Era el cuerpo de un hombre a quien no conocía. Un cuerpo surcado de costurones, de cicatrices —unas, profundas, de bordes carnosos, como enormes labios voraces; otras, de superficie lisa, reluciente, como el rastro de un caracol—. En uno de los omóplatos se abría una cavidad: Charlotte sabía que eso lo producía un tipo de metralla pequeña y en forma de zarpa. Las marcas sonrosadas de los puntos de sutura contorneaban un hombro y se perdían en el pecho…

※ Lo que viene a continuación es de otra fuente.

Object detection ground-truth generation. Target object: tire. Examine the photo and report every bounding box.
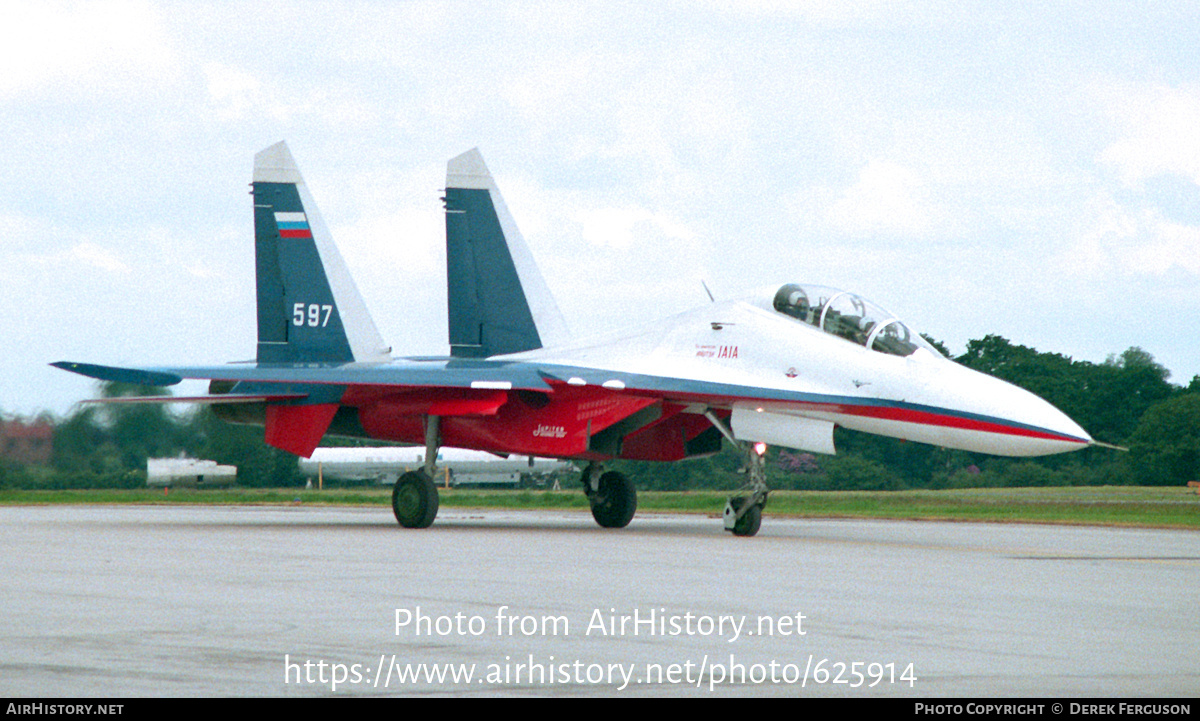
[391,470,438,528]
[592,470,637,528]
[733,505,762,536]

Miró la habitación a través de las lágrimas, como si la viese por primera vez: una ventana a ras de suelo, el ramo de eneldo, procedente ya de otra época de su vida, un macuto de soldado sobre el taburete junto a la entrada, unas botazas cubiertas de polvo rojizo. Y a la luz de una bombilla desnuda y mortecina, en el centro de una habitación medio sepultada en la tierra, aquel cuerpo irreconocible, como triturado por los engranajes de una máquina. Sin darse cuenta, afluyeron a su cerebro palabras de asombro: «Yo, Charlotte Lemonnier, estoy aquí, en esta isba sepultada bajo la hierba de las estepas, con este hombre, este soldado con el cuerpo lacerado de heridas, el padre de mis hijos, el hombre a quien amo tanto… Yo, Charlotte Lemonnier…».
Una de las cejas de Fiódor ostentaba un largo tajo blanco que, haciéndose más fino, le cruzaba la frente y daba a su mirada un inmutable aire de asombro. Como si no consiguiera habituarse a aquella vida después de la guerra.

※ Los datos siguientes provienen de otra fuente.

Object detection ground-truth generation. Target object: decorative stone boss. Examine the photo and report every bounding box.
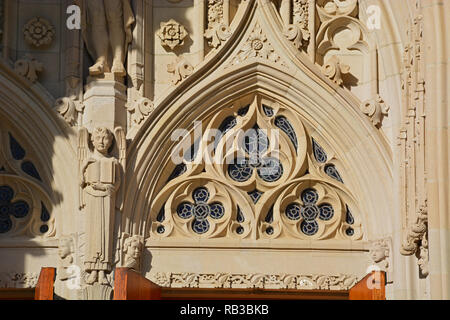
[77,0,135,77]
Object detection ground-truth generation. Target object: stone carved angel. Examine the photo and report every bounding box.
[77,0,135,77]
[78,127,126,285]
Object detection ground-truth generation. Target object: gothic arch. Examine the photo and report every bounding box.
[0,62,77,240]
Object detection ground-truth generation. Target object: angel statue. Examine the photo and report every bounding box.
[77,0,135,77]
[78,127,126,285]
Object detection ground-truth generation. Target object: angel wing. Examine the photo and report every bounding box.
[114,127,127,210]
[78,127,89,209]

Vivió menos de un año… En invierno se mudaron al piso donde nosotros, de niños, iríamos a pasar las vacaciones cada verano. No les dio ni tiempo de comprar la nueva vajilla y los cubiertos. Fiódor cortaba el pan con el cuchillo que había traído del frente, confeccionado con una bayoneta…
Escuchando a los adultos, me imaginaba así a nuestro abuelo tras ese reencuentro asombrosamente breve: un soldado subía la escalera de la isba, sus ojos se fundían con los de su mujer, y apenas tenía tiempo de decir: «He vuelto, ya ves…». Luego caía y moría como consecuencia de sus heridas.